Selon les données du Processus de Kimberley (PK) publiées début juillet, la production mondiale de diamants bruts en 2020 a diminué de 23% en volume, à 107,1 millions de carats, et de 31% en valeur, à 9,24 milliards de dollars. Et si la valeur devrait augmenter de plus de 10% en 2021 – stimulée par la hausse des prix – le volume devrait diminuer d’environ 4%.
Problèmes opérationnels pour les exploitants miniers
Pour l’instant, le Covid-19 continue d’affecter le secteur minier, avec des épidémies sporadiques du virus qui perturbent les opérations. C’est ce qui s’est passé à la mine Ekati en juin, tandis que certaines mines, comme Gahcho Kué, sont restées fermées plus longtemps que prévu au début de l’année. La production des tuyaux Zarya et Zarnitsa d’Alrosa a été suspendue pendant 14 mois, jusqu’en juin 2021, mais les deux opérations ont repris depuis.
De Beers a également connu des difficultés opérationnelles au premier trimestre en raison de fortes pluies et de problèmes d’électricité, ce qui a entraîné une production inférieure à celle initialement prévue. Plus important encore, la mine d’Argyle, en Australie, a fermé en novembre dernier, retirant du marché une production annuelle de 10 à 20 millions de carats.
Peut-être cela nous éclaire-t-il sur le dynamisme des pierres brutes cette année. Alors que les ventes au détail et la demande de diamants taillés ont retrouvé leur niveau d’avant la pandémie, la production de diamants bruts n’a jamais été aussi faible.

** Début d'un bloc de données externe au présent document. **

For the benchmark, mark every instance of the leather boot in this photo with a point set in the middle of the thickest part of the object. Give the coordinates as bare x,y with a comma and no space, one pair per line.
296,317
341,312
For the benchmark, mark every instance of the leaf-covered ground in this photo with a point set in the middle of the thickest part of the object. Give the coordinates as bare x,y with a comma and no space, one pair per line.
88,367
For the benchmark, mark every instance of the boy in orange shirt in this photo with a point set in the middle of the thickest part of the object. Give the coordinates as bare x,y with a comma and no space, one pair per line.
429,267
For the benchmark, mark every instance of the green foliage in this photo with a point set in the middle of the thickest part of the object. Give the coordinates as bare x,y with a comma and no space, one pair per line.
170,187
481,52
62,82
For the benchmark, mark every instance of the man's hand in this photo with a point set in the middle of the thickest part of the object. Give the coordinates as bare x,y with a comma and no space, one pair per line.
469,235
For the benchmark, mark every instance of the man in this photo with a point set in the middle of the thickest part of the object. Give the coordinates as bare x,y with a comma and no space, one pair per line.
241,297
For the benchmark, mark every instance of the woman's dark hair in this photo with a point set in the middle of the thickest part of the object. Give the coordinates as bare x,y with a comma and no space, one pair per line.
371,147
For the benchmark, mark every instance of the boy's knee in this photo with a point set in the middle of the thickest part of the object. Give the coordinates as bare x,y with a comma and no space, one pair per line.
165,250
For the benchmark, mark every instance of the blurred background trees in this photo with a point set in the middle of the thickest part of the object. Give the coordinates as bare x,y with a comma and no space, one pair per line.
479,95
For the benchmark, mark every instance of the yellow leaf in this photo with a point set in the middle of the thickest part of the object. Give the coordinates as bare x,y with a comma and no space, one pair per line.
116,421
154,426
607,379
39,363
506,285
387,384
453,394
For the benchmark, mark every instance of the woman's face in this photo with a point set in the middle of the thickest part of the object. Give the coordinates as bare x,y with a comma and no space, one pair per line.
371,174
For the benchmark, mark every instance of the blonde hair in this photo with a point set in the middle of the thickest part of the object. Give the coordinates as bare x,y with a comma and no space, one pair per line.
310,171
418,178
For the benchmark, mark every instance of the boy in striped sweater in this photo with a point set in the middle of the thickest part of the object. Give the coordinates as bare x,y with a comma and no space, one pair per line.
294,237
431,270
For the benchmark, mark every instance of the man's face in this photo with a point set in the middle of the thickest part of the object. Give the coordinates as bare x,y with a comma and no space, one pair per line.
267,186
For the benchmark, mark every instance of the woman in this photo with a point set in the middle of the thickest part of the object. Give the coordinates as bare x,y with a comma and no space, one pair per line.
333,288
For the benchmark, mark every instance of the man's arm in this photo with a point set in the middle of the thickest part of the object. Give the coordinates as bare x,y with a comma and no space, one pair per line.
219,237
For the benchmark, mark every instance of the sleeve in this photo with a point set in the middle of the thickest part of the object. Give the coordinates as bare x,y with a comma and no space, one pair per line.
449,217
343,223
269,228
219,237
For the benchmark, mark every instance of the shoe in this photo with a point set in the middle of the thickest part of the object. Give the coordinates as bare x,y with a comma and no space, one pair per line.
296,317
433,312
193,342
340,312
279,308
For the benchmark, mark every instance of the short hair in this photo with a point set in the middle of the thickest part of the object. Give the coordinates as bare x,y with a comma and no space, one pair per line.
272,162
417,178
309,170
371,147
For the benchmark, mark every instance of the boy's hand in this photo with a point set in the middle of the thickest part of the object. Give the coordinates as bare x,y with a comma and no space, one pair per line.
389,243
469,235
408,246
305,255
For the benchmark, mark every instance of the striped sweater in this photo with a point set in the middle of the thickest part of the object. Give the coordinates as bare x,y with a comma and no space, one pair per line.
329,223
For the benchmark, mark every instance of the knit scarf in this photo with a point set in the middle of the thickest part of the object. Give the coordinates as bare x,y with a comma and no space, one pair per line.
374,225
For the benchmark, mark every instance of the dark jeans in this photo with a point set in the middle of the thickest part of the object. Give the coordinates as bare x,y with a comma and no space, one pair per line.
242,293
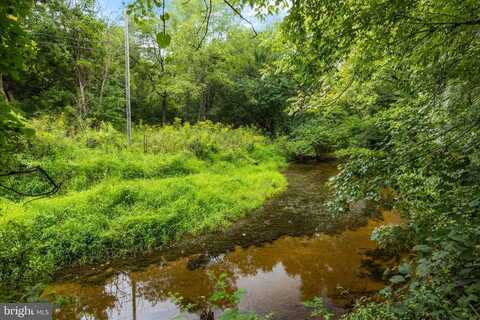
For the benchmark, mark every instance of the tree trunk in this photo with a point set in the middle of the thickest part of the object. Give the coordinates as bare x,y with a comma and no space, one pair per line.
104,82
202,111
164,108
82,99
2,90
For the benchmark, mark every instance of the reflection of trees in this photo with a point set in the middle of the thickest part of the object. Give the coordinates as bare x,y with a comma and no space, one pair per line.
88,302
322,262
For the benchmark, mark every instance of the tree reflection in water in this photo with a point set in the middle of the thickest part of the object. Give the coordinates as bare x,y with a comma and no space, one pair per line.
277,275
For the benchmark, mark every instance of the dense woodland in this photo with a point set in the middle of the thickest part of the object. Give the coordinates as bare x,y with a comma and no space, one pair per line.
391,88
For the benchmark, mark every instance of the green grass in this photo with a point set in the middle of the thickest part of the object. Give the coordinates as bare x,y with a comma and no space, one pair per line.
116,201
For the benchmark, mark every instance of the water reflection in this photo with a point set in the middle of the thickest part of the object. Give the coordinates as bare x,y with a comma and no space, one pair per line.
278,273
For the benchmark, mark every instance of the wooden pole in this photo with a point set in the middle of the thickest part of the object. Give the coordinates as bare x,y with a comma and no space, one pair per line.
127,83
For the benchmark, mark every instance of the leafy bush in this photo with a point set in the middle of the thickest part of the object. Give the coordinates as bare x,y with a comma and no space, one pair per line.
120,201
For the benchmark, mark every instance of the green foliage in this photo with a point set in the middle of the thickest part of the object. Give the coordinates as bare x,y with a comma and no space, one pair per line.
318,308
118,201
405,72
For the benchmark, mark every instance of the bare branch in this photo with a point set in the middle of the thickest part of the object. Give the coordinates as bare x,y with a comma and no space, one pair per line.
240,15
53,190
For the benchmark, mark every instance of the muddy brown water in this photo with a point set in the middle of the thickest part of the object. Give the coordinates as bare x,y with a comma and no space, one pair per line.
288,251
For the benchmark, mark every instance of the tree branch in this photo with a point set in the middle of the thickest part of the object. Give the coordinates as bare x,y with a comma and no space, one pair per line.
240,15
55,186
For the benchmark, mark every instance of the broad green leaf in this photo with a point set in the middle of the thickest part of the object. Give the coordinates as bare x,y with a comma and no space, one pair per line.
397,279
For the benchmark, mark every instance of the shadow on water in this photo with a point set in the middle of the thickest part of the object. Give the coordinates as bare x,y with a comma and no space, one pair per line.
287,252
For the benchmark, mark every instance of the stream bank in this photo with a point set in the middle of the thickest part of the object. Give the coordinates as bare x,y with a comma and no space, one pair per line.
287,252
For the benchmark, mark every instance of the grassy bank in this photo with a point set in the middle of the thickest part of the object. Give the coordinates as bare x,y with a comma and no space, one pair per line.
116,201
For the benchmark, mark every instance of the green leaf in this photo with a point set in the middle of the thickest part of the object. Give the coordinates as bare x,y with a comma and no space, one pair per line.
165,16
397,279
163,40
422,248
404,268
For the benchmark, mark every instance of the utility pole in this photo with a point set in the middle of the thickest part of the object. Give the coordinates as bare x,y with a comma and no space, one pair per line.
127,83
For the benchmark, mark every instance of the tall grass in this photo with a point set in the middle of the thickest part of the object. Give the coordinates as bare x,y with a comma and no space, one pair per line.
117,201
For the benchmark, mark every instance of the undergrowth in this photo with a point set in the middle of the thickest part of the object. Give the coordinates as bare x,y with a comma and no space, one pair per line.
117,200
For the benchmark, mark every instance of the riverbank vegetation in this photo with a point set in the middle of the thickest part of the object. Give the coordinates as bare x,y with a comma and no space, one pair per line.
115,201
392,88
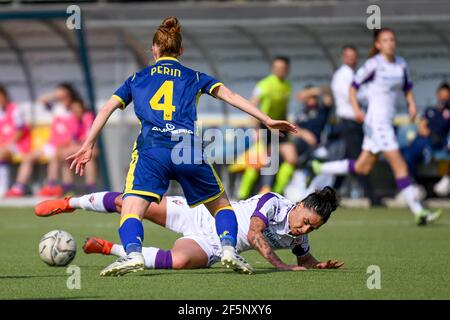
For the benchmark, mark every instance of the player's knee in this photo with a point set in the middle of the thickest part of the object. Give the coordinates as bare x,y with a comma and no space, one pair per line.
362,169
180,261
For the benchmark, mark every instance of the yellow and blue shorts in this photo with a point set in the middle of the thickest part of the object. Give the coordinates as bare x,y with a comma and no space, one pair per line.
151,170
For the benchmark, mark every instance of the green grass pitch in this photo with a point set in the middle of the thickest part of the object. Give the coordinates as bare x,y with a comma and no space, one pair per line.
414,262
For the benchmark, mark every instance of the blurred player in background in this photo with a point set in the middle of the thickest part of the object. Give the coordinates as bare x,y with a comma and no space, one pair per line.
317,105
85,118
432,131
271,95
165,96
62,132
266,222
387,77
15,138
351,131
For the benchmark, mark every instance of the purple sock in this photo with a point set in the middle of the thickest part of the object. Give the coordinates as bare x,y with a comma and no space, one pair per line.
403,183
52,183
67,187
90,188
351,166
109,201
163,259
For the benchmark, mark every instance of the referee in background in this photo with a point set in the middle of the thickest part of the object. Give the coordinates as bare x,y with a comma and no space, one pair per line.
351,131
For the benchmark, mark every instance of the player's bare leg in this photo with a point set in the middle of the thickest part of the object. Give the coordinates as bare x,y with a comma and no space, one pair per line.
185,254
230,258
131,233
400,169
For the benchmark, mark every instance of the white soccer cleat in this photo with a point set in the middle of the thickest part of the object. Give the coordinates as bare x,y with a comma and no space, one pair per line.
433,215
442,188
232,260
130,263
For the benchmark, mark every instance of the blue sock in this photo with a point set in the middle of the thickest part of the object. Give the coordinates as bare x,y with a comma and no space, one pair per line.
131,233
226,226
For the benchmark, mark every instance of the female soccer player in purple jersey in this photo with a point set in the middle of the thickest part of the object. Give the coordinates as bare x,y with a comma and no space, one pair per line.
165,96
387,77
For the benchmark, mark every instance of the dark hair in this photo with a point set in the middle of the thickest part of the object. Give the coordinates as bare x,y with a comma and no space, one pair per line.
444,85
285,59
348,47
373,50
74,95
4,91
168,37
322,202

Le scénario que l’on fait miroiter aux investisseurs depuis des années sur la valeur à long terme des diamants est en train de se concrétiser: la hausse de la demande et la stagnation de l’offre devraient faire grimper le prix des diamants bruts et les revenus des sociétés minières. Et cela devrait renforcer les valeurs du taillé.
La nouvelle normalité?
Alors que beaucoup se demandent si les récentes augmentations de prix des diamants taillés sont durables, les fabricants affirment qu’ils ne peuvent pas baisser leurs prix en raison du coût élevé des diamants bruts. Et si la production de brut reste limitée par rapport à la demande, les sociétés minières pourraient être en mesure de maintenir les niveaux de prix actuels du brut.
De Beers a expliqué qu’au cours du premier semestre de 2021, une demande robuste combinée à des contraintes d’approvisionnement dues à des problèmes de production ont créé une dynamique favorable qui a également soutenu la hausse des prix des diamants bruts. Peut-être cela se poursuivra-t-il au second semestre de cette année, lorsque la demande augmente généralement pour la période de fin d’année.
En l’absence de gisements importants, cette situation pourrait également constituer une nouvelle normalité à long terme. Il n’est pas étonnant que les sociétés minières prêchent soudainement l’efficacité au marché. La chaîne d’approvisionnement va en effet se resserrer. Et ce scénario est de bon augure pour quiconque peut mettre la main sur des diamants bruts, même s’il faut pour cela puiser dans les propriétés de l’État.